The result is code that appears to work in normal use but fails to enforce a security boundary, validate input correctly, or protect sensitive data as intended.
03Real-World Impact
Depending on what functionality is missing or wrong, the consequences can range from minor to severe. An authentication system might fail to enforce multi-factor authentication on sensitive operations. A permission check might be skipped in one code path, allowing unauthorized access. A data sanitization routine might be incomplete, leaving some inputs unfiltered. These gaps often go unnoticed until an attacker or security researcher specifically tests the boundary condition that the specification intended to protect.
04Vulnerable & Fixed Patterns
Vulnerable pattern
# Specification: "All user input must be validated against a whitelist of allowed characters."
def process_username(user_input):
# Developer implements only a partial check
if len(user_input) > 0:
return user_input.lower()
return None
# The function runs without error, but does not enforce the whitelist.
# An attacker can pass special characters that the spec forbade.
Why it's vulnerable: The code implements length validation but omits the character whitelist check that the specification required. The function appears to work but does not fulfill the security requirement.
Fixed pattern
import re
def process_username(user_input):
# Specification: "Only alphanumeric characters and underscores allowed."

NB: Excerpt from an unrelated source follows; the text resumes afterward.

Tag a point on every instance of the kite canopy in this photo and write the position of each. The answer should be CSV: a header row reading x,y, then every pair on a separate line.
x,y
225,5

allowed_pattern = r'^[a-zA-Z0-9_]+$'
if not user_input or not re.match(allowed_pattern, user_input):
raise ValueError("Username contains invalid characters")
return user_input.lower()
Vulnerable pattern
<?php
// Specification: "Admin actions require both password and security token verification."
function delete_user($user_id, $password) {
if (verify_password($password)) {
// Developer forgot to check the security token
delete_from_database($user_id);
return true;
}
return false;
}
Why it's vulnerable: The function implements password verification but omits the security token check specified in the design. An attacker who knows the password can bypass the intended two-factor protection.
Fixed pattern
<?php
// Specification: "Admin actions require both password and security token verification."
function delete_user($user_id, $password, $token) {
if (!verify_password($password)) {
return false;
}
if (!verify_csrf_token($token)) {
return false;
}
delete_from_database($user_id);
return true;
}
05Prevention Checklist
Document security requirements explicitly. Write specifications that name every security control, validation rule, and error condition. Use checklists or acceptance criteria tied to each requirement.
Review code against the specification. Before merging, verify that the implementation covers every point in the design—not just the happy path.
Test edge cases and error conditions. Automated tests should verify that security controls work when input is invalid, missing, or malicious, not just when it is well-formed.
Use code review and threat modeling. Have a second person review security-critical code and ask: "Does this do what the spec says it should do?"
Maintain a traceability matrix. Map each security requirement to the code that implements it, so gaps are visible.
Automate compliance checks where possible. Use linters, type checkers, or custom rules to flag missing validations or incomplete implementations.
06Signs You May Already Be Affected
Look for discrepancies between your documented security design and what the code actually does. This might appear as security controls that work in some code paths but not others, or features that pass basic testing but fail under unusual input. Review your security incident logs and penetration test reports for findings that mention "missing validation" or "incomplete implementation"—these often point to this class of weakness.